Sampah Jadi Energi Alternatif
Kerja sama ini mencakup pengelolaan sampah menjadi RDF melalui tahapan perencanaan, instalasi, hingga operasional mesin pengolahan di lokasi TPA. Produk RDF yang dihasilkan nantinya akan dipasarkan ke sektor industri, seperti pabrik semen dan pembangkit listrik, sebagai bahan bakar alternatif pengganti batu bara.
Bupati Maros, Chaidir Syam, menyambut positif langkah tersebut. Ia menilai program ini tidak hanya menjadi solusi penanganan sampah, tetapi juga membuka peluang ekonomi baru.
“Ini adalah langkah strategis. Tidak hanya mengurangi volume sampah, tetapi juga memberi nilai tambah melalui pemanfaatan menjadi energi alternatif yang ramah lingkungan,” ujarnya.
Peran Daerah dan Swasta
Direktur Utama PT. Bumi Maros Sejahtera, Saharuddin, menegaskan bahwa pihaknya akan memastikan kesiapan lahan operasional di TPA, termasuk mendukung proses perizinan dan kebijakan daerah.

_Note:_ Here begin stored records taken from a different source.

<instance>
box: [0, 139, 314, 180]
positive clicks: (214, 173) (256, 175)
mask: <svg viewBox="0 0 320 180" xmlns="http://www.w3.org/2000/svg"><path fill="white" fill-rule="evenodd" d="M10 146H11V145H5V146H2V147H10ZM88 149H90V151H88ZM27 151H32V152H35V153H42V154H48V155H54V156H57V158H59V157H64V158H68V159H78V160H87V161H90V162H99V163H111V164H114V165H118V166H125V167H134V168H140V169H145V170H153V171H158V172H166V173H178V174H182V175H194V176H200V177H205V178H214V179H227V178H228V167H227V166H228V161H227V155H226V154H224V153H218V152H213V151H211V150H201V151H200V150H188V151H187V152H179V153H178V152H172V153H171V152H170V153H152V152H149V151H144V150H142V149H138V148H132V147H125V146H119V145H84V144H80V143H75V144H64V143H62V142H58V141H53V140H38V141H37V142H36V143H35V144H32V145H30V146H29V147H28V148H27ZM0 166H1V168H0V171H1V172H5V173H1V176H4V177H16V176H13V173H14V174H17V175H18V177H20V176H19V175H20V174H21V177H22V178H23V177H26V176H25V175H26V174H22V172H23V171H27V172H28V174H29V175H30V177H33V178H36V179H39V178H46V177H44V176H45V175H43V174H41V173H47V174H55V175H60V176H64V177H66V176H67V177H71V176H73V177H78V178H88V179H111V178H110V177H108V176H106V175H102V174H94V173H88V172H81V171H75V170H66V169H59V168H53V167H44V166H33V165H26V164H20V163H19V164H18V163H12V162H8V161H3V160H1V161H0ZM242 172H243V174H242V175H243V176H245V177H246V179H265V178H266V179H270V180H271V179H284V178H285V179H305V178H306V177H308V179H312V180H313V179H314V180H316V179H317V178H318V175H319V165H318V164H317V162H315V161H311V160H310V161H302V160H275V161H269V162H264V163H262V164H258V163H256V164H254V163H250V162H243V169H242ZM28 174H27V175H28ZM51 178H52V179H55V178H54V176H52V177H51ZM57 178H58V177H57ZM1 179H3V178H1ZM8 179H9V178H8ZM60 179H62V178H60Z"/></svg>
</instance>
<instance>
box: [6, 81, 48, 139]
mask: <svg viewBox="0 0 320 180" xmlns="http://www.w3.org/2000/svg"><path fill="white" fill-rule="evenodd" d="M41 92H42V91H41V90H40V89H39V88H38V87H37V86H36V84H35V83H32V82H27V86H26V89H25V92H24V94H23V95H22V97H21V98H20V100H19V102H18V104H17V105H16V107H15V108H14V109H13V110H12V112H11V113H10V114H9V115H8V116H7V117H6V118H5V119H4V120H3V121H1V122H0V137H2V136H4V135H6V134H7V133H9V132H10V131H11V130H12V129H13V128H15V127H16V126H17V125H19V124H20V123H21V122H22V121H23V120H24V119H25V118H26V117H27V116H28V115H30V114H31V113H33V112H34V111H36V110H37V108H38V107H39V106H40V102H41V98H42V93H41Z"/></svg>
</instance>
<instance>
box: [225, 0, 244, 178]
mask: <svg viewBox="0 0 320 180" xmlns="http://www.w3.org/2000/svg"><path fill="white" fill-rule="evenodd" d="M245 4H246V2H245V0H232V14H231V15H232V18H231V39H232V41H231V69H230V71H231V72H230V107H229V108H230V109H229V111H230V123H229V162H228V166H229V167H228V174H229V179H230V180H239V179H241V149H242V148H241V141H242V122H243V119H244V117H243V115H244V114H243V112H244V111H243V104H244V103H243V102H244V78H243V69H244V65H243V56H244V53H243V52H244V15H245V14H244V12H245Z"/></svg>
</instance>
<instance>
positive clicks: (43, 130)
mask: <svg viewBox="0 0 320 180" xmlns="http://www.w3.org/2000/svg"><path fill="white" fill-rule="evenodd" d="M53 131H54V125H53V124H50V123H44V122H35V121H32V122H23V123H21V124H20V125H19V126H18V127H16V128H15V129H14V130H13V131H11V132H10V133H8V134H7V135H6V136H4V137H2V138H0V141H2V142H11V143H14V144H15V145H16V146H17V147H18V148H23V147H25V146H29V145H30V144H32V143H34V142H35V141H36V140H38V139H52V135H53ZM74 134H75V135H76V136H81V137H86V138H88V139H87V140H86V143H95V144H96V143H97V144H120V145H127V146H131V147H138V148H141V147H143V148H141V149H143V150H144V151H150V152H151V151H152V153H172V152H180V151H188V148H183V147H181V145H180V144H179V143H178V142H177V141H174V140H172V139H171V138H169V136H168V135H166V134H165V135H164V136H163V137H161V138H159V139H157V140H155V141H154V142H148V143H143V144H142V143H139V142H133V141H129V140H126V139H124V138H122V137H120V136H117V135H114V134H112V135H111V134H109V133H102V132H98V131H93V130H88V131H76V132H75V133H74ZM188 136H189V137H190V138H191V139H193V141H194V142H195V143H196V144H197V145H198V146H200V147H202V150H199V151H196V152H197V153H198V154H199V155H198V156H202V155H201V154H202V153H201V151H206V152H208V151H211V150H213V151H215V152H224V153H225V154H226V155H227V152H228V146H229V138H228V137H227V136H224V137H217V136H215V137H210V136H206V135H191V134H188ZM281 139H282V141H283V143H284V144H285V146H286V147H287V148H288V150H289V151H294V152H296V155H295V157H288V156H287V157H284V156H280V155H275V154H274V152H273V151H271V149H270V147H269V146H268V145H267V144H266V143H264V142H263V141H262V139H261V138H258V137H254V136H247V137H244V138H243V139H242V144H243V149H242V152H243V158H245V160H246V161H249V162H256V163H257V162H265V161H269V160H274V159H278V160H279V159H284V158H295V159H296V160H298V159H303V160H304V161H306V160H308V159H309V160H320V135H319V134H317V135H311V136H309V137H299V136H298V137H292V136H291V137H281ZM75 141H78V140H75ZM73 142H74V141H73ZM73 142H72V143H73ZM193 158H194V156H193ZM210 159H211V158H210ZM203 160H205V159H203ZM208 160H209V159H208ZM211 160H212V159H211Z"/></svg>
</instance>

Sementara itu, Jusman Sikki menyatakan optimisme terhadap implementasi kerja sama ini. Ia menyebut pihaknya akan menjalin komunikasi lanjutan dengan sektor industri, termasuk pabrik semen di Maros, sebagai pengguna RDF.

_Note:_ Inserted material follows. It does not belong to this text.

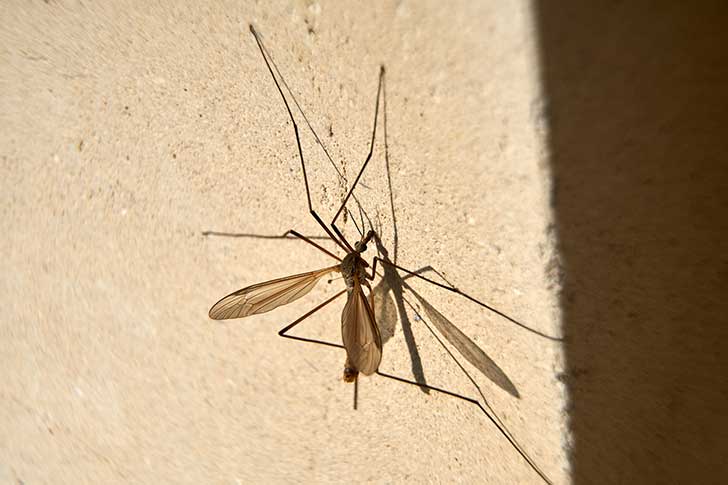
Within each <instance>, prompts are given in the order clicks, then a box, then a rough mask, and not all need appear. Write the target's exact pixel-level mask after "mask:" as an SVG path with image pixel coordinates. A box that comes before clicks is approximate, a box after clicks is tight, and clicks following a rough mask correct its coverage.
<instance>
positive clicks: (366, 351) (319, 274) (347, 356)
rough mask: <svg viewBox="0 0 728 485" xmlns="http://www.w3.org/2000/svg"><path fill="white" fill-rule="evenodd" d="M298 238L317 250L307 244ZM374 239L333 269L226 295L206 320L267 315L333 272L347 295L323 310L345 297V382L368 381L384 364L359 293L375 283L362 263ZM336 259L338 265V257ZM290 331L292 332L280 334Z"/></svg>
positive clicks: (369, 234)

Tahap Awal dan Studi Kelayakan
Nota kesepahaman ini berlaku selama satu tahun dan akan menjadi dasar penyusunan Perjanjian Kerja Sama (PKS) yang lebih rinci setelah dilakukan studi kelayakan.
Langkah ini diharapkan menjadi titik awal transformasi pengelolaan sampah di Maros, dari sistem konvensional menuju pendekatan berbasis energi dan ekonomi sirkular.